What are the details of new PTX6 memory consistency model on Turing architecture and how can I compensate for its absence on Pre-Turing archs?

Recently watched a CPPCon Presentation on the following topic: CUDA on Turing Opens New GPU Compute Possibilities

Trie construction was shown as an example.
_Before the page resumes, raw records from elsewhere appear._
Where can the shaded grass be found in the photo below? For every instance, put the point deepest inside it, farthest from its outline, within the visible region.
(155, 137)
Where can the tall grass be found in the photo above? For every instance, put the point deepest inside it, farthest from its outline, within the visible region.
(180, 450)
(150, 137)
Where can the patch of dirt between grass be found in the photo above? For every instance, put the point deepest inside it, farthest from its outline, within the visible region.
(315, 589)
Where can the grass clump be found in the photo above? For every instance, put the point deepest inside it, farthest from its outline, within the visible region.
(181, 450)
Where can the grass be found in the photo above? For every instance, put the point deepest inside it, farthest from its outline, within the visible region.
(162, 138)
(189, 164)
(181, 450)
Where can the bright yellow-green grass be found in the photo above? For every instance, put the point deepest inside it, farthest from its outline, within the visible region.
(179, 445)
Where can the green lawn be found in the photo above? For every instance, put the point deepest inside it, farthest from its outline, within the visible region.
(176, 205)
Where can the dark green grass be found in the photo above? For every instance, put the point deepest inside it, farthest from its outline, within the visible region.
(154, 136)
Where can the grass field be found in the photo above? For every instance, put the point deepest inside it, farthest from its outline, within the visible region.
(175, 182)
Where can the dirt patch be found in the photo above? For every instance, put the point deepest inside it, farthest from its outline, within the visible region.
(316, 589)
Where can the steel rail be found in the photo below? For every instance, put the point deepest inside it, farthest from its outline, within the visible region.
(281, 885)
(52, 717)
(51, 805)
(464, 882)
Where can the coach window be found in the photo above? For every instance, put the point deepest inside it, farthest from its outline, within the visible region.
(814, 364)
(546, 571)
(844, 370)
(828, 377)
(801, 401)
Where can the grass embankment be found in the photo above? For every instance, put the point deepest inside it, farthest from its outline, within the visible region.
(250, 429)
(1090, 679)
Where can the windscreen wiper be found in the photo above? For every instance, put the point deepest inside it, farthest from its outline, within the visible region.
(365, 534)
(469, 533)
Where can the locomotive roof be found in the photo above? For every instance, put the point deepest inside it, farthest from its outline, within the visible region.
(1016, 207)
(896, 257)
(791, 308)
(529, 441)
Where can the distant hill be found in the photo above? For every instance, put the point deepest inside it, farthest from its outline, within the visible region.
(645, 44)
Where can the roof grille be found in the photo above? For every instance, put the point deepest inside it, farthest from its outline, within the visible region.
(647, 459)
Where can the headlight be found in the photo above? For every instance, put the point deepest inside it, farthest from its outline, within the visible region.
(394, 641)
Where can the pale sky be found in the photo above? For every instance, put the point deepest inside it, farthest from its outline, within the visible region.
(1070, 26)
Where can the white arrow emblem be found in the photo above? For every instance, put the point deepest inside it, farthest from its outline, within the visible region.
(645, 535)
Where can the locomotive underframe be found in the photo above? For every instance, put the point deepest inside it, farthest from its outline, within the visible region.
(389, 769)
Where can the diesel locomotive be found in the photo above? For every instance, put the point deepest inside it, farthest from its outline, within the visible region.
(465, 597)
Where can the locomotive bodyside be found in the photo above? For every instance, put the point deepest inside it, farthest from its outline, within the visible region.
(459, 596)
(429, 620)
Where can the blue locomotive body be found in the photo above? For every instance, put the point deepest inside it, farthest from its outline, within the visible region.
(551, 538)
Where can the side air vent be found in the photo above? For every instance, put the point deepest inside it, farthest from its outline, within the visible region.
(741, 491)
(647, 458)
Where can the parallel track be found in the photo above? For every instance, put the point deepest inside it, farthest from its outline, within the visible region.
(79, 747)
However, the proposed code would only work on Volta, Xavier, or Turing GPUs, due to Independent Thread Scheduling and the PTX6 memory consistency model. (GitHub link - GitHub - ogiroux/freestanding)

I have two questions:

  1. What exactly is the purpose of all memory order clarifications in the code:
       if(n->next[index].ptr.load(simt::memory_order_acquire) == nullptr) {
		        n->next[index].ptr.wait(nullptr, simt::std::memory_order_acquire);
            else {
                auto next = bump.fetch_add(1, simt::std::memory_order_relaxed);
                n->next[index].ptr.store(next, simt::std::memory_order_release);
  1. I tried to implement my own trie construction on the GPU using atomic CUDA intrinsics, to use on pre-Turing architectures.
        int old = atomicCAS(&n->next[charIndex].set, 0, 1);

        if (old != 0)
            while (n->next[charIndex].ptr == nullptr);
            int oldBumpIndex = atomicAdd(bumpIndex, 1);
            n->next[charIndex].ptr = *bump + oldBumpIndex;
        n = n->next[charIndex].ptr;

Instead of an atomic_flag I introduced a new member (set) to the trie structure and use it to allow only one thread create a new trie node.
The code works, but sort of slow (slower than multithreaded CPU version, probably due to high thread divergence).
What are possible problems with this implementation (especially in the warp context, e.g. - all warps execute the same instruction – meaning whole warp will go spinlocking if at least one of its threads does?) and I don’t really see why I would need memory orderings here (regarding the first question).